How far will Nortel go when it comes to reducing operating expenses? That's the $64,000 question - or perhaps the US$10-billion question given Nortel's annual sales - after CEO Bill Owens said yesterday that he wants to reduce operating costs to less than 25% of sales.
With such an aggressive target, Owens is clearly looking to completely re-invent the struggling telecommunications equipment maker. The question is: why so much, so soon? It may be that Owens wants to make his mark as a CEO given that running Nortel - or any other large, world-class company - did not appear in the cards for the former U.S. Admiral until Frank Dunn was fired in April.
If you look at Owens' track record at SAIC and Teledesic, there is little to suggest he has the pedigree to thrive in the private sector. It makes the five-year package that Nortel gave Owens look extremely generous - particularly the five year timeframe for someone viewed by many at a temporary, stop-the-bleeding selection. Owens' willingness to make dramatic strategic moves may have to do with the fact that given Nortel's need to distance itself from its troubling accounting scandal, he has jumped at the opportunity to overhaul Nortel so it can stay competitive.
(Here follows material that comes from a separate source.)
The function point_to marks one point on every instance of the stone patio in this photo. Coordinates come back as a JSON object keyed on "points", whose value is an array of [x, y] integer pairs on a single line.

There is little doubt that if Nortel maintains the status quo, it will likely become a second tier supplier - while Cisco and upstarts such as Huawei Technologies continue to gain momentum. If Nortel does reduce its workforce even further to 25,000 people, you will be looking at a company with a staggering 75% fewer employees that it had at the peak of the telecom boom.
The question that begs to be answered is what will Nortel look like after Owens is finished his corporate makeover? Will he be a Jean Monty or a Paul Stern? At this point, there is no doubt Nortel will be a smaller company focused on a few high-growth areas. This is a long way from the "be all things to all people" strategy embraced by Frank Dunn and John Roth. It also suggests Nortel may become more like Ericsson, which has morphed itself into a wireless player out of financial necessity. Perhaps a much bigger question facing Nortel is whether its future lies with a marriage to Cisco.
Sure, Cisco CEO John Chambers has made it clear that he does not like doing large acquisitions, but a deal for Nortel would make it an IP powerhouse in the corporate and carrier markets. Chambers may be motivated by the reality there a number of aggressive Asian equipment makers such as Huawei emerging as dangerous threats. If Cisco wants to maintain its dominance, you have to wonder whether it can afford to maintain its small, strategic M&A strategy.
In theory, Nortel seems to be vulnerable to a takeover if Owens slashes costs and improves profitability. In reality, however, the major obstacle may be the Canadian government's reluctance to see its flagship high-tech company falls into foreign hands.